The sequence properties of the individual genomic fragment within the 10q25 PCR array were analysed in silico using the RepeatMasker program. On the basis of the results obtained from the high-resolution PCR-array CIA analysis, the output data were classified into two groups—for fragments corresponding to the CENP-A-binding clusters and for those corresponding to the non-binding regions (Fig.  3 ). The CENP-A-binding clusters as a group was shown to have an average AT content of 65.3% compared with the combined non-CENP-A-binding regions of 63.4% within the PCR array. Overall, the 10q25 genomic position and its immediately flanking regions to which CENP-A binds have a higher AT content compared with that of the rest of the genome (59.0%).

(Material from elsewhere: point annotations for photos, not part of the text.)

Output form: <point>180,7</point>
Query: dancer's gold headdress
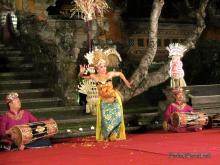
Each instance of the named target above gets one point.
<point>176,49</point>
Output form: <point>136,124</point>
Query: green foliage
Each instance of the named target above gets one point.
<point>202,65</point>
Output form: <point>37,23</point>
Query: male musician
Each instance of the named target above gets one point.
<point>16,116</point>
<point>178,106</point>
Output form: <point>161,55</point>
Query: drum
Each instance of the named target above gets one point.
<point>181,119</point>
<point>27,133</point>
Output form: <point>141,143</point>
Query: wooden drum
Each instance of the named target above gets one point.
<point>181,119</point>
<point>27,133</point>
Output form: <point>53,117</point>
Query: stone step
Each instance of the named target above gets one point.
<point>22,84</point>
<point>7,52</point>
<point>16,67</point>
<point>19,75</point>
<point>29,93</point>
<point>37,103</point>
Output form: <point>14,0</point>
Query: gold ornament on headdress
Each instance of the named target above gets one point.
<point>11,96</point>
<point>177,90</point>
<point>176,49</point>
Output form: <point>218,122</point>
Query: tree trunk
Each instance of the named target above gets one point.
<point>142,79</point>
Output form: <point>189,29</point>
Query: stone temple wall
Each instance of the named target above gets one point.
<point>57,47</point>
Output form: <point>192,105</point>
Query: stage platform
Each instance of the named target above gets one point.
<point>150,148</point>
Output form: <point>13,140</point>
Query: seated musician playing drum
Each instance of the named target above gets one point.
<point>179,106</point>
<point>17,116</point>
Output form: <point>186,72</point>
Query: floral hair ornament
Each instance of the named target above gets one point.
<point>11,96</point>
<point>96,57</point>
<point>178,90</point>
<point>176,49</point>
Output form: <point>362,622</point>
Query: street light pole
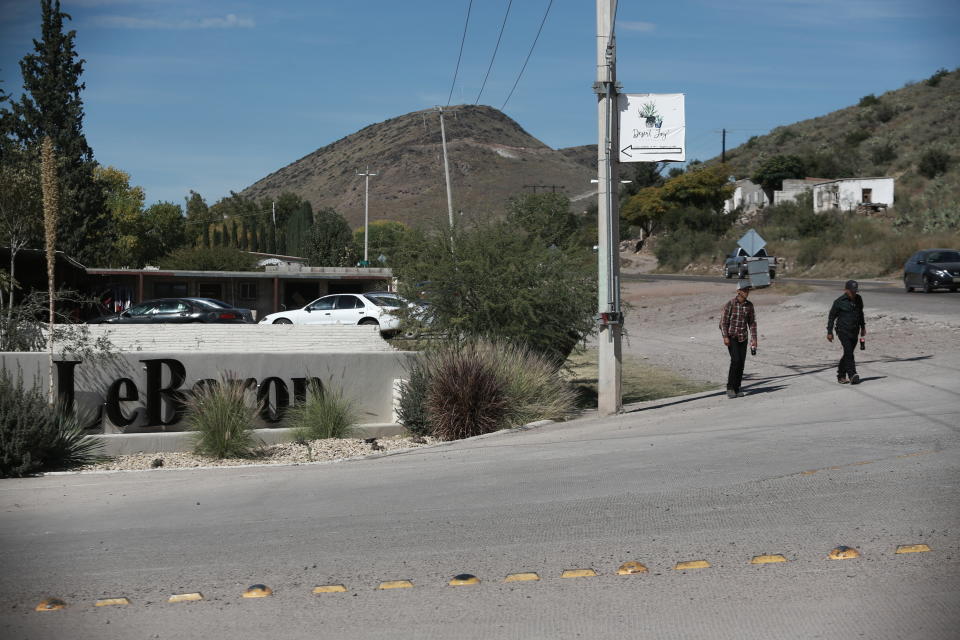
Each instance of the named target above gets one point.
<point>610,317</point>
<point>366,212</point>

A search for GATA-like sequences was also performed across the 1.0 Mb region spanning the CENP-A-binding domain given that the consensus recognition core sequences (HGATAR; H=T/A/C, R=A/G) for GATA-type zinc finger proteins ( 20 ) was recently found to be plentiful in the centromeric sequences of Schizosaccharomyces pombe and implicated in the regulation of CENP-A localization in this species ( 21 ). However, we did not observe any significant difference in the frequency of these sequences between the CENP-A-binding clusters (∼0.001333 occurrence/bp) and non-binding regions (∼0.001323 occurrence/bp). The values obtained from both groups are not significantly different to the calculated theoretical expected frequency (∼0.001465 occurrence/bp).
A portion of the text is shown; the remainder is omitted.